Кристина села в кресло и покачала головой.
– Все равно не сходится. Кому надо залезать в мой сад, а потом скрывать свой след этим дорогущим и редким антиянтарем? Глупо как–то…
– Глупо, – согласился Хантер. – Мое мнение, если тебе интересно, что следа действительно не осталось. Ты же изучала остаточные явления в Институте Времени, так тоже бывает. Порой на месте преступления не остается почти ничего, и даже накопители оказываются пустыми. Эффект деформации времени, ничего не поделать. А в дождливую погоду этот эффект обычно усиливается. К сожалению, у нас очень дождливый город, Крис.
– Когда-нибудь его изучат достаточно, чтобы знать, как с этим эффектом бороться, – резюмировала Крис. – А вот и наш ужин. Спасибо, Клавдия!
Кухарка степенно склонила голову, расставляя на столе тарелки с ароматным жарким, соусники и блюдо с овощами и пряными травами. Хантер вдохнул запах и широко улыбнулся. Кристина хмыкнула. Есть ей не хотелось, но она ковыряла в тарелке, не желая портить аппетит своему гостю. О происшествии в саду говорить больше не хотелось, и Кристина сменила тему.
– Ты живешь где–то неподалеку?
– Да. Почти все дознаватели проживают в Старом Городе. Это… респектабельно. – Хантер усмехнулся, откинулся в кресле и прикрыл свои черно–рыжие глаза, наслаждаясь отлично сваренным кофе с каплей коньяка.
– Тебе это кажется глупостью? – Крис приподняла бровь.
– Мне это не важно. – Он говорил спокойно, и девушке казалось, что искренне. – У меня небольшой дом за мостом. Там тихо, и этого достаточно. А респектабельность… Человеческие категории для обозначения статуса, принадлежность к правящим… Мишура, Кристина.
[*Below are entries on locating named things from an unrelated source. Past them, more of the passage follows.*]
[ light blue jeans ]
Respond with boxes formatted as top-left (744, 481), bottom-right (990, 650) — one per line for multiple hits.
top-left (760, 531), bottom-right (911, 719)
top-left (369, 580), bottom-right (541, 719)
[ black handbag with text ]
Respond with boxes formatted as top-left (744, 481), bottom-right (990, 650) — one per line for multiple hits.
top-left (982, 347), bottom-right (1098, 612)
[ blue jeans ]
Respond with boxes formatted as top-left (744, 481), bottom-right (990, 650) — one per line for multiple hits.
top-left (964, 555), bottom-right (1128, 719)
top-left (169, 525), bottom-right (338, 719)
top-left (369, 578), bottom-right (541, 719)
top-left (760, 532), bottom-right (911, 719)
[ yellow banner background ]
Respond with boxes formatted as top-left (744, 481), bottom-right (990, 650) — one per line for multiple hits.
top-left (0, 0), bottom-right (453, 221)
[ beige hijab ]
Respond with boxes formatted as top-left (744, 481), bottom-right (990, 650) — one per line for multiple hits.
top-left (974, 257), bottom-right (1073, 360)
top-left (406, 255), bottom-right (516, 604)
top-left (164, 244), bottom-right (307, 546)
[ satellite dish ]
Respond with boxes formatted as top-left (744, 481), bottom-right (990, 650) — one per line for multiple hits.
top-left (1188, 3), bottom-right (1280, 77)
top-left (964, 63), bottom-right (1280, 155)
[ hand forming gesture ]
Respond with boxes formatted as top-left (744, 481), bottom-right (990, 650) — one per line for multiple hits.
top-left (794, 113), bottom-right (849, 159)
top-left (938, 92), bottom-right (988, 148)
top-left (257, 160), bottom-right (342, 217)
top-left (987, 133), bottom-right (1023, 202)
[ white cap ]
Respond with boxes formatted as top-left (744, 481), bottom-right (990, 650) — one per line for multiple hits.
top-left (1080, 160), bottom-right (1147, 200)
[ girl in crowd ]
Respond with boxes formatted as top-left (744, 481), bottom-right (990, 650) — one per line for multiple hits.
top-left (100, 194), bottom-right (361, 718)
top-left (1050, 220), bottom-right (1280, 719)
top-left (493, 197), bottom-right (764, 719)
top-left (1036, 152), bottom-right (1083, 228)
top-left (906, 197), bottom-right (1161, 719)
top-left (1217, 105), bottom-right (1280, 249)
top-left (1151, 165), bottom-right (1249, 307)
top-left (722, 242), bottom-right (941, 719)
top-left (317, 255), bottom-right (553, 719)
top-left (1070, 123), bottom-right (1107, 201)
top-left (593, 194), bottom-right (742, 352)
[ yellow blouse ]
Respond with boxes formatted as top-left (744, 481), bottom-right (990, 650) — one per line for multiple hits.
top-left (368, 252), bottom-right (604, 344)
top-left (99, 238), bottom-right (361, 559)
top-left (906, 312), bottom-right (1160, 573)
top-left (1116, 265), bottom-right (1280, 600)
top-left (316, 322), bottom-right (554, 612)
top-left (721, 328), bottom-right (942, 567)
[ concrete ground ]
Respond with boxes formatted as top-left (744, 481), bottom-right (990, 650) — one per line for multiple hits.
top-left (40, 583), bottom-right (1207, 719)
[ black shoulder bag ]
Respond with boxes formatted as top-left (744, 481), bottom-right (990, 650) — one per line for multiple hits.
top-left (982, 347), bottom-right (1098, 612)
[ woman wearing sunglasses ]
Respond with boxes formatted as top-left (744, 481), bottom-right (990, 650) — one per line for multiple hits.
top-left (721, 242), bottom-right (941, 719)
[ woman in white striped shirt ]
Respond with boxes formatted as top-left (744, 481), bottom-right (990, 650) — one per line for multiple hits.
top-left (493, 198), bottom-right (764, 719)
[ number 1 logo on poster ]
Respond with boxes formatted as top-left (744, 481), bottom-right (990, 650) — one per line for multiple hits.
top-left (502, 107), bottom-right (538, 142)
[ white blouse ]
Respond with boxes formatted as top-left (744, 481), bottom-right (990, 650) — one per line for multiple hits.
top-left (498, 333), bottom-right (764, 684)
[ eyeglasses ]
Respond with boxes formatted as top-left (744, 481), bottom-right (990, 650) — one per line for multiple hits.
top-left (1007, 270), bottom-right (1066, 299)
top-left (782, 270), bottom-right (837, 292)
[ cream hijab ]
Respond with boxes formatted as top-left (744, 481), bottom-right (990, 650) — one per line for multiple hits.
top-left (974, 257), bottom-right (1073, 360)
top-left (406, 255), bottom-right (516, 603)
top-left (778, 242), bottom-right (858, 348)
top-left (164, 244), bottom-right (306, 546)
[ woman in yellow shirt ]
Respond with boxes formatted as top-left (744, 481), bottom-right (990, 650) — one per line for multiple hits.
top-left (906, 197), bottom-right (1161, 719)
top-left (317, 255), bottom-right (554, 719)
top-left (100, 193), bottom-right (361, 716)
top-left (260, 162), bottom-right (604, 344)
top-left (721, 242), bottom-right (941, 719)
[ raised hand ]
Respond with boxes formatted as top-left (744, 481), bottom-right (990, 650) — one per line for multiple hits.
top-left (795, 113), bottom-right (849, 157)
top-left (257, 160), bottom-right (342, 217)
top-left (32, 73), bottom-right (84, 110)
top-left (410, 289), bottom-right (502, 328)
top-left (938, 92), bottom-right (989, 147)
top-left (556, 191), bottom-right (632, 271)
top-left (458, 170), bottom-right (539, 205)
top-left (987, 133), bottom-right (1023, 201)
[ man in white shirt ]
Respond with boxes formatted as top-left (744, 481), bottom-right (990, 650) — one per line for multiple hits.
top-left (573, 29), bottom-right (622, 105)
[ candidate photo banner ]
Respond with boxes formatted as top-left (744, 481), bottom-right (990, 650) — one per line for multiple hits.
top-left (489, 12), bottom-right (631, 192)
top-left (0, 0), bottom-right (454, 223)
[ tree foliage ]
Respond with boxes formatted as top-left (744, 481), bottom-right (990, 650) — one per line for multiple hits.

Тщетные попытки людей потешить собственное самолюбие.
– Кажется, ты не слишком любишь людей.
– Что ты, я их просто ненавижу. – Хантер улыбался, и понять, шутит он или серьезен, было совершенно невозможно. Крис понадеялась, что шутит. – Дознаватели изо дня в день рассматривают худших представителей человечества. Мы ведь не просто смотрим. Мы переживаем последние минуты жертв, как сами жертвы. Знаешь… После этого трудно верить в человеческую доброту и милосердие.
– Звучит ужасно, – вполне искренне протянула Крис, а мужчина хмыкнул.
– Я просто пытаюсь тебя разжалобить, – и подмигнул так, что она снова растерялась.
– Наверное, твоя семья очень тобой гордится? – улыбнулась Кристина.
– Наверное, – равнодушно протянул мужчина. – Увы, за гранью.
– Прости, – с сожалением кивнула Крис. – Мне жаль. У тебя никого не осталось?